Making a separate point cloud extraction for each deviation point implies hundreds or thousands of these expensive operations when making analysis. The too many point cloud extractions were the performance bottle neck of the tool.
Sectors.
The new approach is based in greatly reducing the number of point cloud extraction needed. We divide the face is big areas or sectors, with enough overlap to ensure that any deviation point will be inside enough to allow the deviation radius. And we make just one point cloud extraction for each sector.
From the point of view of the deviation calculations, the new system can look a bit scary at first sight. The extraction volumes are comparatively huge, and the number of points extracted will be several order of magnitude bigger. That will imply many more calculations needed when checking each deviation point against all the extracted points of the sector that contains it. But this calculations can be optimized and parallelized very efficiently.
A lot of research was focus in setting the best balanced size of the sectors. No too big, that will imply too many deviation calculations. But not too small in order to avoid too many point cloud extraction. The result is a great reduction of the needed point cloud extractions, while keeping the small processing time for the calculations.
Batches.
The previous system processed each individual face separately, included a viewport update to show the analysis result of the face. This was interesting from the point of view of used feedback. But in cases with many smaller faces, like an irregular floor slabs, the processing was clearly slower than with a few big faces.
This has been addressed in the new system, combining the sectors of all the different faces in homogeneous batches to be processed. In this way we maintain a similar CPU load during the whole processing time. The efficiency will be very similar for big or small faces, or combination of big and small faces.

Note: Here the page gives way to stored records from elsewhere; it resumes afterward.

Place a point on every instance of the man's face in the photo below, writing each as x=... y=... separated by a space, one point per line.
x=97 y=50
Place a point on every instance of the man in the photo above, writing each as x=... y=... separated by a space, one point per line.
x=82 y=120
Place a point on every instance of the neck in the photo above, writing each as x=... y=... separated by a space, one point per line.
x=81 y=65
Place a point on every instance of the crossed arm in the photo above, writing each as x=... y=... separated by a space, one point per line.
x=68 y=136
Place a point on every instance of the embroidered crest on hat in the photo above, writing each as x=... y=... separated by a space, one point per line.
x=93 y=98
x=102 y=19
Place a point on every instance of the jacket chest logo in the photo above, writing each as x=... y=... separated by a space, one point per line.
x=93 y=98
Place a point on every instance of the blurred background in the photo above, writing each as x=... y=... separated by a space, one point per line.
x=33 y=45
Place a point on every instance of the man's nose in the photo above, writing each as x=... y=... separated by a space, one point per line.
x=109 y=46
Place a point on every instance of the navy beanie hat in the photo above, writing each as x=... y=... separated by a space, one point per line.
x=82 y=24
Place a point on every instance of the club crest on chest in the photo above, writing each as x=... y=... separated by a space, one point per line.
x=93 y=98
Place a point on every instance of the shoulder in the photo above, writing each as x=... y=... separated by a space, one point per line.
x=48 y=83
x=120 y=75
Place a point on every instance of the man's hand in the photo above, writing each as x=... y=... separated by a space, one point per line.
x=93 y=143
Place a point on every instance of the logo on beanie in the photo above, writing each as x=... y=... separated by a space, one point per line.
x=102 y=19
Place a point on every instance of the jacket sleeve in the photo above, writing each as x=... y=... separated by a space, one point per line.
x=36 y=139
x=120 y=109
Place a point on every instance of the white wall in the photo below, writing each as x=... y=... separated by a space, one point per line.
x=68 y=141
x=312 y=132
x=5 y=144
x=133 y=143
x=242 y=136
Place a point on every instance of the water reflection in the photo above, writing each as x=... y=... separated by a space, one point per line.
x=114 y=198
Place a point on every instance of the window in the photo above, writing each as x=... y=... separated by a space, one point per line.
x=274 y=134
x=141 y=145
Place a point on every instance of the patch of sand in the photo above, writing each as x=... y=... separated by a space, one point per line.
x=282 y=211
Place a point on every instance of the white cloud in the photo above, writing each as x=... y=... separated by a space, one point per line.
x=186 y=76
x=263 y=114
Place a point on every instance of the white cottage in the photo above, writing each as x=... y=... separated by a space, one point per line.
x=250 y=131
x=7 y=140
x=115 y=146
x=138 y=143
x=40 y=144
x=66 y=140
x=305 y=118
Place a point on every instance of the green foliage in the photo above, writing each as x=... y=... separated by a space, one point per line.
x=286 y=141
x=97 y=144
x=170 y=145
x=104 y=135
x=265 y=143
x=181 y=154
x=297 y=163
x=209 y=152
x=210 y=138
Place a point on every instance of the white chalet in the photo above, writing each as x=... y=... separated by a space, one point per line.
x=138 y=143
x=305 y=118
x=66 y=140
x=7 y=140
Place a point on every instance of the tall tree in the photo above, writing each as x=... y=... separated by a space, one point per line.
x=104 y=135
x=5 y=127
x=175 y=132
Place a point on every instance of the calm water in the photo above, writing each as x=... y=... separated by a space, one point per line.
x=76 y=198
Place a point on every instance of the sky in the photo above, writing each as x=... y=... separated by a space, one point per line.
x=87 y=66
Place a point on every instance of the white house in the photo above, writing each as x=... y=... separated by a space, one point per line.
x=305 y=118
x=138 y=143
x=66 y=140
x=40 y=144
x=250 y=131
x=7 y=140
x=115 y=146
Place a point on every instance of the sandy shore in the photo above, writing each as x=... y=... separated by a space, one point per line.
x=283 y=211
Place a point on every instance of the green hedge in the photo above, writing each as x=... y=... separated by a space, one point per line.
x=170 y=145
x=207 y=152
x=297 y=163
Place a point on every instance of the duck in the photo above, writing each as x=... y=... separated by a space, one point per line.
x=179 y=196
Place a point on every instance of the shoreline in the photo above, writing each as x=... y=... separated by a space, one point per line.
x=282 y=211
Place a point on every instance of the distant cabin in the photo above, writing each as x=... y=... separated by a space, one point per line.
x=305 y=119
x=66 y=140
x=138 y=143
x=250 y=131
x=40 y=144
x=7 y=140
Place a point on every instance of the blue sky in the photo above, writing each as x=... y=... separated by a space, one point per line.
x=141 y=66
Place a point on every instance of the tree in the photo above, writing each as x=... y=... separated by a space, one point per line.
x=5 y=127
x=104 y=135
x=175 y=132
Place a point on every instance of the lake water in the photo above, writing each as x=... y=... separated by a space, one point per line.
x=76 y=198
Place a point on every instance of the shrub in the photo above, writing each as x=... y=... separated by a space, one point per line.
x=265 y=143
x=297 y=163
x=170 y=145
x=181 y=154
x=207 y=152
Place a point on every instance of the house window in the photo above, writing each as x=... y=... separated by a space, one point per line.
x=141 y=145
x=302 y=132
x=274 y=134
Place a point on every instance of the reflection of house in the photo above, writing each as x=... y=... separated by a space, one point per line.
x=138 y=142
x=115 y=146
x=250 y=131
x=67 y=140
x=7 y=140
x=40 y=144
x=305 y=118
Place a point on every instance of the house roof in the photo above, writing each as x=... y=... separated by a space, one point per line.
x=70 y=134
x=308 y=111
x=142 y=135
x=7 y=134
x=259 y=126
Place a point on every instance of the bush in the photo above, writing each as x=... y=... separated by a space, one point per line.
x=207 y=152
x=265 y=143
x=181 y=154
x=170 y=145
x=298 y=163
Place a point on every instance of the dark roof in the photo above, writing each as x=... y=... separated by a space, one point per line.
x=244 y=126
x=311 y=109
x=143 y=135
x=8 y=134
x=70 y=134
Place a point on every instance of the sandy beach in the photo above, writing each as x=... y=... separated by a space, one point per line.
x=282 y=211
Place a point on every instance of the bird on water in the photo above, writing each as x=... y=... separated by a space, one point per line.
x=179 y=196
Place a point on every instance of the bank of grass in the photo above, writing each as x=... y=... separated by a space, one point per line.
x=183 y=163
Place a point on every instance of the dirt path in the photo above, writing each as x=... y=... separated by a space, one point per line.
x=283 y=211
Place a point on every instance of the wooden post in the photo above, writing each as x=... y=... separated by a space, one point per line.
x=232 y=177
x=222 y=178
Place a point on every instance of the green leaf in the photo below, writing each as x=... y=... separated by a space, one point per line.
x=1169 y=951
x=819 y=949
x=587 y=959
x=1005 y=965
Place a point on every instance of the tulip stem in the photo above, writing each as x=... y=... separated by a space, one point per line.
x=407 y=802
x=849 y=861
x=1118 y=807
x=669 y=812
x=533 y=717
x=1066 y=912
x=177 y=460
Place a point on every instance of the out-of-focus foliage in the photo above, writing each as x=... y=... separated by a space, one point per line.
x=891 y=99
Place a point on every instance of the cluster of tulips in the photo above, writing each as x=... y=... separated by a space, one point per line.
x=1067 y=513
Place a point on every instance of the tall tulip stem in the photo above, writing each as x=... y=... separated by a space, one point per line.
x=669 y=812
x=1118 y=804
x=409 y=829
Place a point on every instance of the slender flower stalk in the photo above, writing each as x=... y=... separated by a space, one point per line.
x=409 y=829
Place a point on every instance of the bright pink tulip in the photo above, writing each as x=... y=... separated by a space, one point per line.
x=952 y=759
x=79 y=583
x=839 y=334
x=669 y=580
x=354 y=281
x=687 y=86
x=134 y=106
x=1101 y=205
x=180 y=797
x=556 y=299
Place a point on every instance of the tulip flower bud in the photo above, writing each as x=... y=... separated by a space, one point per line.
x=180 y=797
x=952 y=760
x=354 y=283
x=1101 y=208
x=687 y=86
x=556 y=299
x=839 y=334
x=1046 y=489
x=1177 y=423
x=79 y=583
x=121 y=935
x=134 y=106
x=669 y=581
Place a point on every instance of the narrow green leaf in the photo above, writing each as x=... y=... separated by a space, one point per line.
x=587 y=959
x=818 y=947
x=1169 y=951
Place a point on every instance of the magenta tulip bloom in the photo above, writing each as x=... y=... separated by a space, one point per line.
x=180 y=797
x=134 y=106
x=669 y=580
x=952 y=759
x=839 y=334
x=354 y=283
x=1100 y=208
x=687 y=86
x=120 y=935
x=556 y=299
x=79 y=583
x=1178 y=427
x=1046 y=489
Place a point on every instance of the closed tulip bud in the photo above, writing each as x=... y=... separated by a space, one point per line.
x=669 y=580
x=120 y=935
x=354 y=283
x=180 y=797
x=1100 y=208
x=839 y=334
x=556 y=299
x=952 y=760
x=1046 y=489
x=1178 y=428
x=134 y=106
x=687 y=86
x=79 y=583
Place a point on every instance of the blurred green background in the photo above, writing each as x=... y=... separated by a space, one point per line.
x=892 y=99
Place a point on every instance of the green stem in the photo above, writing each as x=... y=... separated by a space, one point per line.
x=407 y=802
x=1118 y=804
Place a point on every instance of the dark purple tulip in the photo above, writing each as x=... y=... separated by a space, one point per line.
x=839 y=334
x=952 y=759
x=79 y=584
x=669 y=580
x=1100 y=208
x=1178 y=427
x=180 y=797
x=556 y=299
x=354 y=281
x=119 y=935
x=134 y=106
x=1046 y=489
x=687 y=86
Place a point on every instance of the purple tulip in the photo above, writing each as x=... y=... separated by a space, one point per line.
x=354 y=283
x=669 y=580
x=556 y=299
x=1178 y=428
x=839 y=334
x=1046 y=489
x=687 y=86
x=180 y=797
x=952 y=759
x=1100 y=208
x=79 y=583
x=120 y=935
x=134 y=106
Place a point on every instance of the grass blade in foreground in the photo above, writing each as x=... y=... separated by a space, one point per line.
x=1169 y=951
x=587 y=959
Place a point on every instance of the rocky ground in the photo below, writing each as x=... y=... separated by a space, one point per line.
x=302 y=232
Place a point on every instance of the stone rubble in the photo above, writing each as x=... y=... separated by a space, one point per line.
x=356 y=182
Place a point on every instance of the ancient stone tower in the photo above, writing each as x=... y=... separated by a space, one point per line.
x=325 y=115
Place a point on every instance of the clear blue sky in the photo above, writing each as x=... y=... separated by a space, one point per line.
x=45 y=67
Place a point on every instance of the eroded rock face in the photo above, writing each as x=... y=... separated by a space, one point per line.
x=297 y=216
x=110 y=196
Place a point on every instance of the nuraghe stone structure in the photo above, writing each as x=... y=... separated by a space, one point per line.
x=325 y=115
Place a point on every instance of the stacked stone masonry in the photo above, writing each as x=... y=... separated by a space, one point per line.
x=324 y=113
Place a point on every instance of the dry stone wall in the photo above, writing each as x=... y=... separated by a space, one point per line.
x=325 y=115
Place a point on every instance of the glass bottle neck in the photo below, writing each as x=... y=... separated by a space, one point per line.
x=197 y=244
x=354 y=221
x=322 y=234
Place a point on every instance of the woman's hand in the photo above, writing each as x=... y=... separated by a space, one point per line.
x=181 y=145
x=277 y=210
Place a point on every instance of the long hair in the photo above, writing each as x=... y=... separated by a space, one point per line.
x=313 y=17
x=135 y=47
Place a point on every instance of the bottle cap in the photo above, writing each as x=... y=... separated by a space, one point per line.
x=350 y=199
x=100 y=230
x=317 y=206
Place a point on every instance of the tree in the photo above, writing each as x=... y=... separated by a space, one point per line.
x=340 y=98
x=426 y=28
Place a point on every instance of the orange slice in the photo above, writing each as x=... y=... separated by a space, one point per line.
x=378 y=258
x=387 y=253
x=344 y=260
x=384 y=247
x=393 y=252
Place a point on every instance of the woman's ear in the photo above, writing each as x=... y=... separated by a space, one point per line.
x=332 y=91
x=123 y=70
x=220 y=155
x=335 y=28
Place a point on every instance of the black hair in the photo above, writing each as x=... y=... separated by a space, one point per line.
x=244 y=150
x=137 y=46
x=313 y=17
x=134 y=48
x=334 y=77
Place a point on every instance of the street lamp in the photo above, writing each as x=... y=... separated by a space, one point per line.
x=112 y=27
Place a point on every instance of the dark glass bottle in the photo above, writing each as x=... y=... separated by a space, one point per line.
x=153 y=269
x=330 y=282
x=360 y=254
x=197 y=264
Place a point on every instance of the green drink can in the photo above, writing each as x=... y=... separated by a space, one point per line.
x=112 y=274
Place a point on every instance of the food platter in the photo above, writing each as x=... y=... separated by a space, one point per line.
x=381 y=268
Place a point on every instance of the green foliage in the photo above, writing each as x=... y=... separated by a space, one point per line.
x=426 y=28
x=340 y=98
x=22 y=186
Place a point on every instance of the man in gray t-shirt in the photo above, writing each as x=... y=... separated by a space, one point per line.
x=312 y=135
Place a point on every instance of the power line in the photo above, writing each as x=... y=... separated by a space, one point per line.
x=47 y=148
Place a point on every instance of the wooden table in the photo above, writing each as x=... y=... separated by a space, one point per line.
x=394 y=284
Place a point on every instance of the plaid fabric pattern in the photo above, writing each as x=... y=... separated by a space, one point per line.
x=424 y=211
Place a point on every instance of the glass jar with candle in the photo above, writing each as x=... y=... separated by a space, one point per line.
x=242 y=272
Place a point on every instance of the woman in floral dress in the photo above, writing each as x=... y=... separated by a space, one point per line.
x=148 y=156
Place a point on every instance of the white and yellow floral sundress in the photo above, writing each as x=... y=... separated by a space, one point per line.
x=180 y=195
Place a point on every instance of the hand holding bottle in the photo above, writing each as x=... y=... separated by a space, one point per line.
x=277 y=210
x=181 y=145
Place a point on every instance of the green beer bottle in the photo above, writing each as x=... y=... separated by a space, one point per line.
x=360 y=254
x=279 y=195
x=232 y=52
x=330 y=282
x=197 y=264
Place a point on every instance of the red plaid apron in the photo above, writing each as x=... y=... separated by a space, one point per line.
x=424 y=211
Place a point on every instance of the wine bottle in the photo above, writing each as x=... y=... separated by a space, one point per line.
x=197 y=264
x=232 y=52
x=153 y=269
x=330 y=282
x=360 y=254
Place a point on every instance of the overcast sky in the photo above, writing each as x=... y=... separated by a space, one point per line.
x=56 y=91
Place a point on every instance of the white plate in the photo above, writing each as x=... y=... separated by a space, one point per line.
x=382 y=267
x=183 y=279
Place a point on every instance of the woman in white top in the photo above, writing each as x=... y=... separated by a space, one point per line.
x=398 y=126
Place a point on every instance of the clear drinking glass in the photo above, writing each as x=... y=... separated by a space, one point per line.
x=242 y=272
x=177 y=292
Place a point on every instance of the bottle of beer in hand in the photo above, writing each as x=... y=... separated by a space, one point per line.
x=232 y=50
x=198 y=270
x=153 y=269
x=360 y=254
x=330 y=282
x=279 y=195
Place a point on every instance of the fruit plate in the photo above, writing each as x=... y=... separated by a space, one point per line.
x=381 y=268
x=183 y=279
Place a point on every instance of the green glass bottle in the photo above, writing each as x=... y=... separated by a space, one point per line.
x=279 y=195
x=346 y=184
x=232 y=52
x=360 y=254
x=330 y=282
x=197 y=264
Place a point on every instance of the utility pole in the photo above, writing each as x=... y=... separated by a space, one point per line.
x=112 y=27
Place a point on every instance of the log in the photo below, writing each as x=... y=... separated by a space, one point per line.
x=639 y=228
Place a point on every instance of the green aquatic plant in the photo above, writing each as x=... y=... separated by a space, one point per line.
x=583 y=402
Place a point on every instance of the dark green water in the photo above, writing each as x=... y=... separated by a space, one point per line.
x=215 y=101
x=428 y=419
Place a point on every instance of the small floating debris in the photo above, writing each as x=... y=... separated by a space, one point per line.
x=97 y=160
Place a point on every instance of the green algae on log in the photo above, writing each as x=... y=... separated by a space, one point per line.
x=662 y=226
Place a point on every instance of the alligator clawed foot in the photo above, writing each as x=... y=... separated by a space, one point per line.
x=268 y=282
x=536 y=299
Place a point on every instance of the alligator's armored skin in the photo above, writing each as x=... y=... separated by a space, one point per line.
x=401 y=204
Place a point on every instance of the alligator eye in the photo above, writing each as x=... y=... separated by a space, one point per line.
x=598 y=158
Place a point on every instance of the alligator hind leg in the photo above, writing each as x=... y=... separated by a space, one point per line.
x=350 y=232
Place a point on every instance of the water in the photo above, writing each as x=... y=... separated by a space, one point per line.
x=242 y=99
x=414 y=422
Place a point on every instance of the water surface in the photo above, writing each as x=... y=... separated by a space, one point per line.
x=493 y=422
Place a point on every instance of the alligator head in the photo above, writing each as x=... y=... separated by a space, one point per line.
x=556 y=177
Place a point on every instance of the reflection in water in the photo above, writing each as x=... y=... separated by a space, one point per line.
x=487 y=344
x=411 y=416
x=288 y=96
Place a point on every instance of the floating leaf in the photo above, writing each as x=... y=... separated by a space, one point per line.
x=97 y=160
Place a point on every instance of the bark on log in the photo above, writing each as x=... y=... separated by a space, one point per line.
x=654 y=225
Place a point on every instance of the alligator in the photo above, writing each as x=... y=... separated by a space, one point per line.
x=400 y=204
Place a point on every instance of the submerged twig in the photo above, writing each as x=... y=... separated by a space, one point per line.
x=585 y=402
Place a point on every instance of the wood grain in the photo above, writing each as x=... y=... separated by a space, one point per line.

Additionally, we make just one global viewport update at the end of the command. It is true, that we have lost the partial viewport update for each individual face. But the new system is so much faster with many faces, that is more than worth it.
GPU kernels.
One great advantage of the new system is that the point cloud extraction is dissociated to the analysis point division. As the image above shows, we have the same sector layout for medium density (left) and high density (right). Now to use the high density of points does not imply so long processing time as before. With the old system, typically you can expect 3-4X longer times compared with the default medium density. With the new system it will be just around 1.25X.
With medium density the actual deviation calculations are just a very small part of the processing time. Most of it is the actual point cloud extraction. But with high density, we start to notice a bit more its influence. Is there a possibility to improve this? Yes, using the GPU.
The dev. calculations can be very well organised to be processed in a GPU kernel. But we have the issue of the amount of needed data to copy to the GPU memory. The transfer from CPU memory to GPU memory is relatively slow. And if we need to copy huge amount of data, the time involved can offset any performance gain in the actual calculations.
In this case, it is needed to copy the point cloud extraction of each sector, that can be until 1 million points. Exceptionally the Revit API exposes the internal native pointer of the extracted points, that allows to copy the points fast enough. The actual calculations will be blazing fast even in a low tier dedicated GPU, with only around 1000 CUDA units.
If we use the GPU, it will be almost no difference between the processing times of medium and high points density.